Editor’s note: This seems like a dangerous path forward, because we don’t know the conclusions of such ethical reasoning systems.SuperHF: Supervised Iterative Learning from Human Feedback [Stanford] proposes to replace RL fine-tuning with a supervised loss on the reward model. Results are similar and training takes longer, but training is more stable and the implementation is easier.
Zephyr: Direct Distillation of LM Alignment [Hugging Face] proposes a method of distilling the alignment of LLMs to smaller models, resulting in the Zephyr-7B model.
Model unlearning
Who's Harry Potter? Approximate Unlearning in LLMs [Microsoft] shows that a model can unlearn all Harry Potter-related knowledge by (1) training further on the data to find which token’s logits are strengthened, (2) replacing these tokens with alternative, generic predictions, and (3) fine-tuning on these generic predictions.
SalUn: Empowering Machine Unlearning via Gradient-based Weight Saliency in Both Image Classification and Generation [MSU] introduces “weight saliency” (akin to saliency maps and input saliency) to focus model unlearning techniques on specific weights. This post-hoc unlearning technique is close to training from scratch.
Large Language Model Unlearning [ByteDance] proposes unlearning not only for removing specific (e.g. copyrighted) samples, but also for the usual goals behind RLHF like harmlessness and factuality. The authors claim improvements over regular RLHF.
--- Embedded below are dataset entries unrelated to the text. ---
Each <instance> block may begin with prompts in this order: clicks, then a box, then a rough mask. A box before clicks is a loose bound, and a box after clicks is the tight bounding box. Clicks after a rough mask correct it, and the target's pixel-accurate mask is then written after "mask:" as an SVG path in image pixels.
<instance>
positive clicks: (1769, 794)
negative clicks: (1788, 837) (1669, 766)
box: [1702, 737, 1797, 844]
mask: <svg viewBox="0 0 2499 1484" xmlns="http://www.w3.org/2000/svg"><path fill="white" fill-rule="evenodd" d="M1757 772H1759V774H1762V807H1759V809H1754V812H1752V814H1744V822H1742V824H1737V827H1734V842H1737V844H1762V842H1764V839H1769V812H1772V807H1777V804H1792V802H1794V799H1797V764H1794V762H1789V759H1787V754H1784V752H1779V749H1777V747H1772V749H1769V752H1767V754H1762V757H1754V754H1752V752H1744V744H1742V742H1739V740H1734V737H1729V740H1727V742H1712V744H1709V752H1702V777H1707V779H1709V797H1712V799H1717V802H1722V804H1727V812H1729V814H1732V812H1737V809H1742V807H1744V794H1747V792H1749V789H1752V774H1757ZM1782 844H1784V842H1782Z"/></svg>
LLM red teaming, adversarial attacks, and defenses
Jailbreaking Black Box Large Language Models in Twenty Queries [UPenn] proposes Prompt Automatic Iterative Refinement (PAIR), which uses a second LLM that automatically iterates on prompts that jailbreak the target LLM. Yes, it’s that simple. It just needs the right starting prompt for the attacking LLM.
AutoDAN: Automatic and Interpretable Adversarial Attacks on Large Language Models [Maryland, Adobe] proposes a white-box attack on LLMs via a token sampling procedure that jointly maximizes a readability objective and the probability of the target response.
ASSERT: Automated Safety Scenario Red Teaming for Evaluating the Robustness of Large Language Models [UCSB] proposes automatically finding red teaming prompts by (1) augmenting the given seed prompt by text variations that don’t change the semantics, (2) generating similar prompts (bootstrapping), and (3) add a “hint” with an adversarial suggestion.
LLM Self Defense: By Self Examination, LLMs Know They Are Being Tricked [GeorgiaTech] uses an LLM as a post-hoc classifier to filter out harmful responses.
JADE: A Linguistics-based Safety Evaluation Platform for LLM [Fudan] uses manually specified linguistic rules to alter prompts and find LLM safety violations.
Robust Safety Classifier for Large Language Models: Adversarial Prompt Shield [UCI] studies the pre-LLM classifiers used by APIs to filter out harmful prompts.They propose a new classifier and a training data generation method. Their model outperforms both OpenAI’s Moderation API and Meta’s BAD filter.